Southeast Missouri State University student publication

Outdoor Adventure Trip teaches students to “eat the full meal”

Thursday, July 29, 2021
Southeast students stop for a photograph on the 2019 Outdoor Adventure Trip led by Professor Thomas Holman. The trip includes several recreation-filled stops in Colorado.
Photo courtesy of Thomas Holman

As communications major Connor Mobley stood alone at the peak of a 14,000 foot-tall mountain he had summited minutes before, he had a deeper understanding of Professor Tom Holman’s advice he shared with the group enrolled in RC 350. The advice was simple, but also all-encompassing: “Eat the full meal.”

“It means you’re in this class already, so you might as well go for it. You might as well eat the full meal and not leave any stone unturned,” Mobley said. “That is something that I’ve thought about every once in a while. Let’s go a step further and really take advantage of the time we have. Obviously, that phrase can be used for any situation and not just the classroom. So, that’s something I really took with me and maybe even made it my own a bit more.”

Every summer semester, Professor Tom Holman takes a small group of students on a recreation-filled trip to various places in Colorado. The trip is a course offered by Southeast titled Outdoor Adventure Education and is worth three credits to students. All students are required to pay for the three credits and the $500 course fee, which covers all the expenses on the trip.

“It covers all the food. It covers all the gas,” Holman said. “I mean, you get in the van in the parking lot at SEMO that morning, and you don’t have to spend another penny unless you want the T-shirt that says, ‘I survived the Death Rapids.’ Or if we stop at a gas station and you’re jones-ing for a Moon Pie and a Mountain Dew, that’s on you. But, I feed everyone really well. I would challenge anyone to get in a car and do all the stuff we do for $500.”

Some of the different activities students experience on the trip include whitewater rafting, hiking, backpacking and rock climbing. Holman’s only class requirement is for students to keep a daily journal of their time on the trip.

“At the end of the day, they have to keep a journal, and that’s one of the requirements of the class,” Holman said. “I am hopeful that they come back with a deeper understanding of that inner strength they have and what they can really do. In life, we all come up against roadblocks. We all hit the wall, and when you have some kind of grounded thing you’ve overcome, you can apply that to the situation. Finding that inner strength and grit and taking a peek into who I really am — what better place to do it than out in nature?”

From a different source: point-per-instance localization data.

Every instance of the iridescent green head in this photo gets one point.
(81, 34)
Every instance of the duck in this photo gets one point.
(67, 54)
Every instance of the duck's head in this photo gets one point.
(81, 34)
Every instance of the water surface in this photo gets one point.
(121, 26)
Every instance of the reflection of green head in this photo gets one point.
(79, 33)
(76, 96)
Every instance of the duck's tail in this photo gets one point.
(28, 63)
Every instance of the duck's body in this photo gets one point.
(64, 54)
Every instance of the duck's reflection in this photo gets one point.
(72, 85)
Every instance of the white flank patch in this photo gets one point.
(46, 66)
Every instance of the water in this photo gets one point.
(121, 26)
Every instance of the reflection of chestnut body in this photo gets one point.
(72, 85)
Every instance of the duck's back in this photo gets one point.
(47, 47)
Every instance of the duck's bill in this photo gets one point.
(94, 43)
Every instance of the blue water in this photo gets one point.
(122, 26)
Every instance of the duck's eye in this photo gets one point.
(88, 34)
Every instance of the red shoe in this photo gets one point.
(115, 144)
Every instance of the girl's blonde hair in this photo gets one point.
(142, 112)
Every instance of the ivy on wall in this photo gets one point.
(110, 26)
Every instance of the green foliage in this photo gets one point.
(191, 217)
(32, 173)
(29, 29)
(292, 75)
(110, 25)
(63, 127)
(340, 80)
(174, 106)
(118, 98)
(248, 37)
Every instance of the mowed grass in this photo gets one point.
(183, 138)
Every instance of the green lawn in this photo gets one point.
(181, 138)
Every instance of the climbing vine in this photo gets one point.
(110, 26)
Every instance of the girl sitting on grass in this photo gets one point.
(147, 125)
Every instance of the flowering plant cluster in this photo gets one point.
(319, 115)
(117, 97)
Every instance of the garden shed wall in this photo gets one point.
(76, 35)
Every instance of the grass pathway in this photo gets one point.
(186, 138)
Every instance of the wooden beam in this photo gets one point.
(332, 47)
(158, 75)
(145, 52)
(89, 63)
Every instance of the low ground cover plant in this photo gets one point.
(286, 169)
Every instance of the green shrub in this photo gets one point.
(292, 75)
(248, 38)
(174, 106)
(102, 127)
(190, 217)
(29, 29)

Over the years, Holman has taken the adventure trip with students who have a variety of majors. He said he believes social work majors specifically gain a lot from the course since they learn how to interact and develop teamwork with people of different backgrounds. Students are not required to have any prior experience before going on the trip, but Holman suggests students do some cardio training before leaving.